Here’s what the Installer community is into this week. I want to know what you’re into right now as well! Email [email protected] or message me on Signal — @davidpierce.11 — with your recommendations for anything and everything, and we’ll feature some of our favorites here every week. For even more great recommendations, check out the replies to this post on Threads and this post on Bluesky.

“I’m playing a bunch of Pokémon ROM hacks (like Eternal X and Renegade Platinum) on my AYN Thor and having the absolute time of my life.” — NEAL

“Giving Noteful a try on iPad. It’s good and full of a lot of nice features. But I don’t know that I’ll ever be able to totally ditch pen and paper.” — Nick

“Big into the Bambu Printer A2. Looking for good 3D prints!” – Zach

“Watching The Capture on BBC iPlayer which is very very good and I recommend. Massively into my MacBook Neo, which I bought sans Touch ID because you can enable sign in via Apple Watch.” — Nathan

“I can’t believe I missed the call for notebook comments! For what it’s worth, Beechmore Books is the undisputed champ of paper that doesn’t bleed through. I haven’t found any (other than dedicated sketchbooks) that do it as well. And it’s generally comparable to Leuchtturm1917. I now have one on recurring order with Amazon. “ — Bruce

“I wear a Bulova Computron. Specifically the black and red one. It’s glorious. Like a lil ‘90s alarm clock radio on my wrist.” — Aidan

“Continuing to play with my Synology NAS setup with things like Plex, Jellyfin, the ARR suite, etc… to be prepared for the subscription apocalypse and re-rise of physical media.” — Jamison

“With all the hubbub around the new episode, I FINALLY made time to watch The Amazing Digital Circus. Tons of fun (and psychological torment), I hope indie animation keeps on growing more powerful.” – Hanna

“I found a fantastic E Ink reader, the Xteink X4. Its main features are that it’s pocket-sized and it doesn’t support any DRM. Carrying all my books on an e-reader that fits in my pocket is something else. You can even flash its firmware with an open-source project that makes it even better!“ — Alric

“I suggest you check out Brad Dowdy at The Pen Addict. (Start with his Top Five Pens list.) He also has a long running podcast, also called The Pen Addict.” — Dan

I discovered a website called Obsolete Sounds this week, and immediately fell in love. It is exactly what it sounds like: a trove of sounds you never hear anymore, from a winding pocket watch to a number-crunching calculating machine to melting glacier ice. Fully half of these should be turned into white-noise machines.

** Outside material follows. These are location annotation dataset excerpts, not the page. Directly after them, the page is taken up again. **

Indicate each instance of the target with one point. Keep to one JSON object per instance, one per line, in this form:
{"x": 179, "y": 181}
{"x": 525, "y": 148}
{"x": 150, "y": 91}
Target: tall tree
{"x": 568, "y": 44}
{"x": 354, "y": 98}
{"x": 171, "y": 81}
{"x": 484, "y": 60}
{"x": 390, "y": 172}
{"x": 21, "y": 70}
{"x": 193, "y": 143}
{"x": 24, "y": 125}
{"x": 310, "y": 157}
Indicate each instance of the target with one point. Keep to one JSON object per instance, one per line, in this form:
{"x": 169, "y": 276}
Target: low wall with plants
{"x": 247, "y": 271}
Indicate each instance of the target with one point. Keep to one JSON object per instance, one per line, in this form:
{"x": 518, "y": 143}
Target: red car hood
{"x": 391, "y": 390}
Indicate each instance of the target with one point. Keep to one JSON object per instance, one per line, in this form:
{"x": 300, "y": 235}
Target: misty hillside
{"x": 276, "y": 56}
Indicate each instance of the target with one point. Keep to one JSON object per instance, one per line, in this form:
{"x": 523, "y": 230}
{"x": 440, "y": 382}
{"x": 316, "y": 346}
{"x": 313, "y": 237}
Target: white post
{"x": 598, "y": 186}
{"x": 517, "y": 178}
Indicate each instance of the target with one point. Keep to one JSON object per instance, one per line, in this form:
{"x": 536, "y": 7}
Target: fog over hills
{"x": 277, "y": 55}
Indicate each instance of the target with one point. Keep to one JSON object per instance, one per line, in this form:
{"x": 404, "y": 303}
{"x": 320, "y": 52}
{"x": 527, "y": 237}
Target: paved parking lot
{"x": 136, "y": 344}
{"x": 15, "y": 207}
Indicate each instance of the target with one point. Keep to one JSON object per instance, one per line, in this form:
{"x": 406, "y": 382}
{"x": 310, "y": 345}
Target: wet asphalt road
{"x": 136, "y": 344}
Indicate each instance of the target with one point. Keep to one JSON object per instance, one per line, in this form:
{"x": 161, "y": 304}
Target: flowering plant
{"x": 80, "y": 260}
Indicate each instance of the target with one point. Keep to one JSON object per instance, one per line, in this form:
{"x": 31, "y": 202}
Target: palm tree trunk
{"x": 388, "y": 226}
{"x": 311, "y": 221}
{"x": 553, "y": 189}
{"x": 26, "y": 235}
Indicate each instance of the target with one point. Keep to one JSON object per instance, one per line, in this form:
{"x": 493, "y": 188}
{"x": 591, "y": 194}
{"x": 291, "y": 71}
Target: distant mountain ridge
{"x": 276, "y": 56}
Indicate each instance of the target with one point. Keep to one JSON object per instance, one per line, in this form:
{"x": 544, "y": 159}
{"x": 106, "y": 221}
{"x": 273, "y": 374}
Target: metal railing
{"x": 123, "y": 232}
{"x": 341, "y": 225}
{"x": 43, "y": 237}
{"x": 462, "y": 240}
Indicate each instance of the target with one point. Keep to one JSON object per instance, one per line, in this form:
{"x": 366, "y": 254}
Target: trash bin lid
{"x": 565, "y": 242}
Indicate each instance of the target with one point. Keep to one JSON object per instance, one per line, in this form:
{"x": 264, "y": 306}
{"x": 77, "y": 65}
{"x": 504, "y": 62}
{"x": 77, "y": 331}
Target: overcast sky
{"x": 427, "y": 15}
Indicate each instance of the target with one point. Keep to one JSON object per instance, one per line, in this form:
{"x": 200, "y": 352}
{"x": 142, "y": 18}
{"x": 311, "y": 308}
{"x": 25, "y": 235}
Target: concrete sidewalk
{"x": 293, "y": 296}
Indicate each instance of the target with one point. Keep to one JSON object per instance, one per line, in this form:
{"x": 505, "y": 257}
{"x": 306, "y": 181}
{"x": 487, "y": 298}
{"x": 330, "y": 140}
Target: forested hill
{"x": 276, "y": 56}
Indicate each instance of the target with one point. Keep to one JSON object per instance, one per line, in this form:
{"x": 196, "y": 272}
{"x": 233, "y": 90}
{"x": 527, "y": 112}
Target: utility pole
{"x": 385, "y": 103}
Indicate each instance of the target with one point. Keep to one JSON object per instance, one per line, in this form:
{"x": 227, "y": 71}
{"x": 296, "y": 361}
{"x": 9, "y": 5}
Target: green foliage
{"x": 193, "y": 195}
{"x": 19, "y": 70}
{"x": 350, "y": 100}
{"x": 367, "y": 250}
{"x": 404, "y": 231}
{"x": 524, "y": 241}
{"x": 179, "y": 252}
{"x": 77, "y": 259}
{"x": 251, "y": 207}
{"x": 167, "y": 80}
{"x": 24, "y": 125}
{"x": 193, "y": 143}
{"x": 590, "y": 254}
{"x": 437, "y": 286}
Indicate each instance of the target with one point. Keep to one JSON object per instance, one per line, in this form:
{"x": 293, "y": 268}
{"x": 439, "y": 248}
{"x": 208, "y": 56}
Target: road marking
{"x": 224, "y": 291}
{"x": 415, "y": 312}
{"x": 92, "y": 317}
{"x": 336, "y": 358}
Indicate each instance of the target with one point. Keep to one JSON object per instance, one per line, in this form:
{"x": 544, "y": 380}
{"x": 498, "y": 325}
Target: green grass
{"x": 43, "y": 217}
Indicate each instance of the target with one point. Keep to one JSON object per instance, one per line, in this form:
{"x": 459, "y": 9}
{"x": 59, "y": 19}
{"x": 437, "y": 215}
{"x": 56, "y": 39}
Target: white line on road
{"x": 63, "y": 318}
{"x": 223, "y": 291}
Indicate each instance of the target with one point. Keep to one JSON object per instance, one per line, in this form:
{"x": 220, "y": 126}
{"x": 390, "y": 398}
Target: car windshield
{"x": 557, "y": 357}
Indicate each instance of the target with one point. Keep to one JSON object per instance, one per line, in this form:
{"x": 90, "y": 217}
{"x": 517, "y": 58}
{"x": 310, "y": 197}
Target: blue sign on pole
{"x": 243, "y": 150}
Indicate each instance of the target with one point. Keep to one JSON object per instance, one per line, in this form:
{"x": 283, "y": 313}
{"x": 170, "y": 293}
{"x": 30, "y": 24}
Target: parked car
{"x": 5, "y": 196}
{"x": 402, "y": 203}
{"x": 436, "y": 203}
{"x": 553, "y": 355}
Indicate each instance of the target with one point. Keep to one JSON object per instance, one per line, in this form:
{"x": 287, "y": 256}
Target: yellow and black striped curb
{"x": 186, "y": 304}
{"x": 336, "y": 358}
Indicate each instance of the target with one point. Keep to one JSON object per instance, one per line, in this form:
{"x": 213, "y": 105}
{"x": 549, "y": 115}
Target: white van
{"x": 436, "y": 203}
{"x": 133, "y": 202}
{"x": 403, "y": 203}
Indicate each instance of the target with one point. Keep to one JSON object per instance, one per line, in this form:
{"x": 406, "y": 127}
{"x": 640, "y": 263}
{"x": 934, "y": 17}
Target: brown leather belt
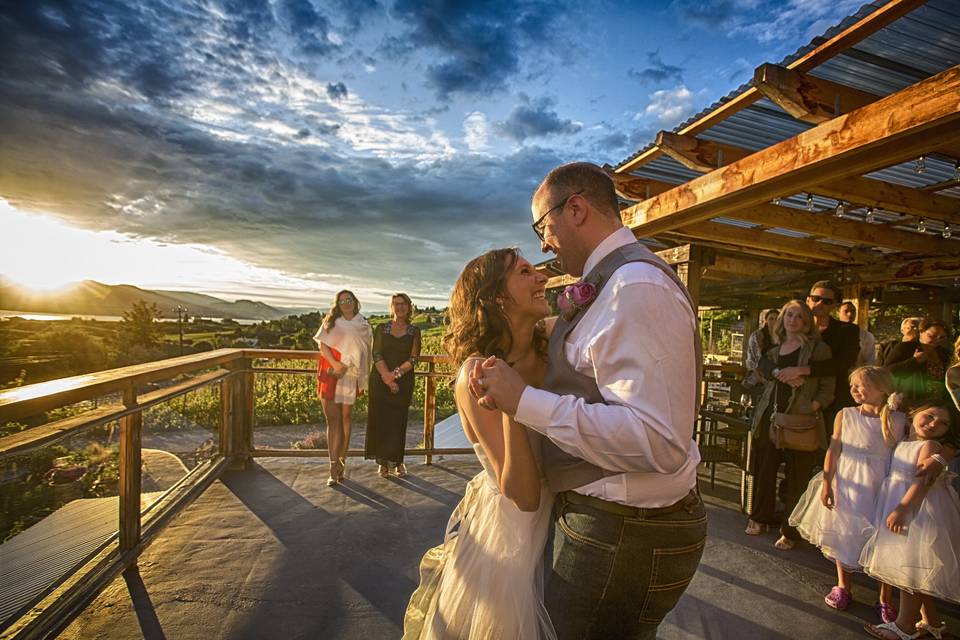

And actually, to that end: Cities and Memory, the organization that hosts Obsolete Sounds, hosts an (I think) annual event in which it opens up its sound library to anyone who wants to play with and remix them. Listening back to the submissions from last year is a trip. Seeing both what people record, and what others do with these seemingly mundane sounds, is already changing how I hear the world around me. So cool.